Requirements

Requirements

aurologic DDoS-Protection stack requires the following components to be available, in order to fully function.

Hardware

We recommend a minimum of the following hardware in order to reliable run the aurologic DDoS-Protection Stack:

• 16-Core processor (e.g. AMD Ryzen 9 7000/9000 series)
• Proper processor cooling, cpu usage may be occassionally high
• 128GB memory (e.g. DDR5 on-die ECC)
• 2x 500GB SSD (can be a consumer model)
• Dualport 100Gbps Nvidia Mellanox ConnectX-6 Network Card with PCIe 4.0 x16 bus bandwidth
• 1Gbps Management Port with at least 10Mbps available bandwidth for external reachability
• IPMI with Virtual Media and Remote Console reachable to aurologic
• /29 IPv4-Subnet with 5 usable ip-addresses

The required processor configuration is dependant on the setup sizing.
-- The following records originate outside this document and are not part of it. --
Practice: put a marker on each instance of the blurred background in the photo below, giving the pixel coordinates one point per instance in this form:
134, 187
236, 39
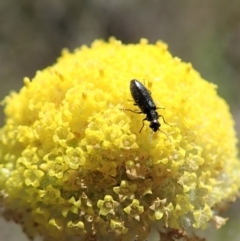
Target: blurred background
205, 33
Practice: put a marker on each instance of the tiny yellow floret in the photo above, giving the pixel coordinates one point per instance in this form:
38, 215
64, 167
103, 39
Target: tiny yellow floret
73, 165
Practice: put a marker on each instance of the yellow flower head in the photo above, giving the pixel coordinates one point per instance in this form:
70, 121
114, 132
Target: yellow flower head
72, 160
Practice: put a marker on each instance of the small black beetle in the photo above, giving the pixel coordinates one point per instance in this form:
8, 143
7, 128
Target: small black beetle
143, 99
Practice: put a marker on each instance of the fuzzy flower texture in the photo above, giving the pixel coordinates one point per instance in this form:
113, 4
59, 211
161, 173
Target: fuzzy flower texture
73, 165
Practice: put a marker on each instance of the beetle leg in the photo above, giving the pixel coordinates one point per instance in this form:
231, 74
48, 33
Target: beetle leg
143, 124
165, 121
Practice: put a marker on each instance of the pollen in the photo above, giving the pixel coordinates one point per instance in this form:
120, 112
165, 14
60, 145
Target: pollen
73, 164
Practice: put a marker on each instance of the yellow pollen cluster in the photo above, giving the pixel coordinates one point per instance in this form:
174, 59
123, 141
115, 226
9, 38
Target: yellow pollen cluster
74, 165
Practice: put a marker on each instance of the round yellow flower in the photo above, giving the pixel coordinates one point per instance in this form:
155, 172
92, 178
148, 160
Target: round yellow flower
73, 163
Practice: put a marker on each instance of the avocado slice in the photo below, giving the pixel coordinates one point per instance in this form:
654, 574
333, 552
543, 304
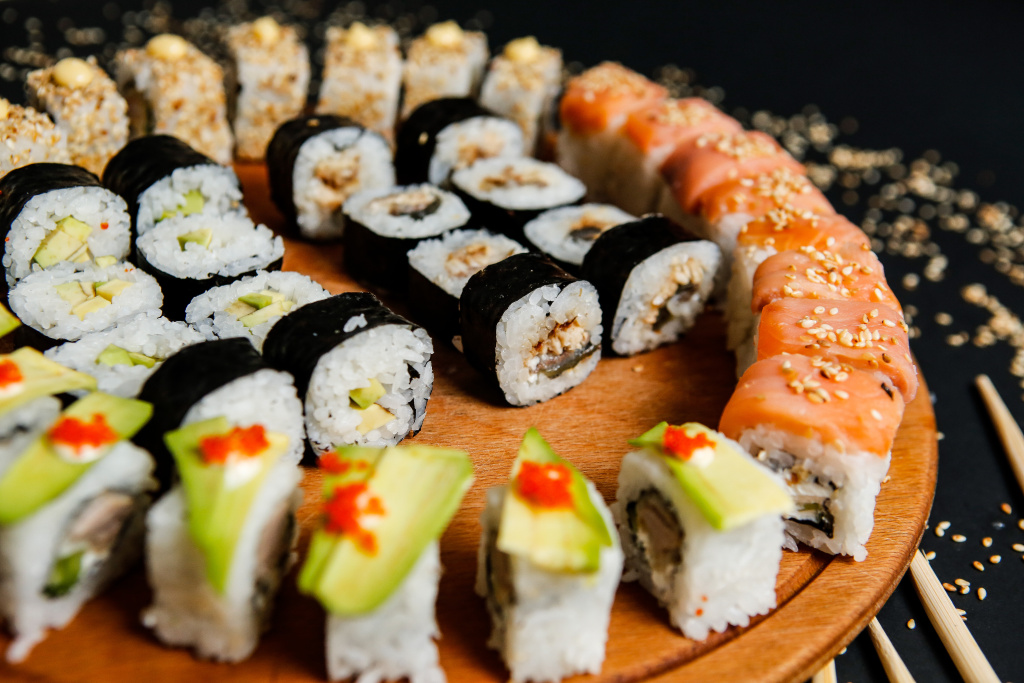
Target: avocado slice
217, 506
728, 488
41, 473
419, 488
556, 539
40, 377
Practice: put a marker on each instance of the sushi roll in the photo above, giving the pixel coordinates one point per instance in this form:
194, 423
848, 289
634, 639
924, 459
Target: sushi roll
530, 327
163, 178
701, 527
521, 85
374, 561
505, 194
445, 61
652, 280
66, 536
438, 269
549, 564
86, 107
363, 373
566, 235
827, 429
445, 135
29, 137
315, 163
219, 543
269, 74
385, 224
57, 213
363, 76
66, 302
124, 357
172, 88
189, 255
222, 378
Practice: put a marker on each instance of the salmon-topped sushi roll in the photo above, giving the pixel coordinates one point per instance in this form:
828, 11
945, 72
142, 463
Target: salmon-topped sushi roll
650, 134
866, 336
827, 428
593, 111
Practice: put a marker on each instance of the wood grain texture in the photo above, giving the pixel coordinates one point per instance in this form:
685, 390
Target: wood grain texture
824, 602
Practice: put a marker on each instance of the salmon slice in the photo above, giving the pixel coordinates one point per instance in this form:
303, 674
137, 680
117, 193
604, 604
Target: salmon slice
817, 399
866, 336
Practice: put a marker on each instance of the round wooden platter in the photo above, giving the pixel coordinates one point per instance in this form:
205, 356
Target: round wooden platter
823, 601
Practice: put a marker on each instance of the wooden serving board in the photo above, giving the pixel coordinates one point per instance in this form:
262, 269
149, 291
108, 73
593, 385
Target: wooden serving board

Meaning, for 100Gbps filter capacity, an AMD Ryzen 9 7950X might be sufficient, while 400Gbps require a better processor to reach higher throughput without packetloss. Higher clockspeed, single processor deployments are better than Dual processor ones with less clockspeed. This is mainly related to the fact, that each packet must traverse the eBPF/XDP stack bound to each active network interface as well as how network cards operate. Each network card has ring buffers with multiple rx/tx slots, slower processing of packets means those rings/slots fill up quicker, which in return, ends up in packets being lost.

An public /29 subnet on a dedicated 1Gbps Management Port is required to make each component (flowanalyzer, flowshield, flowproxy) available for management by aurologic as well as event consumers, programmatically configuring the software stack, e.g. by sending API requests.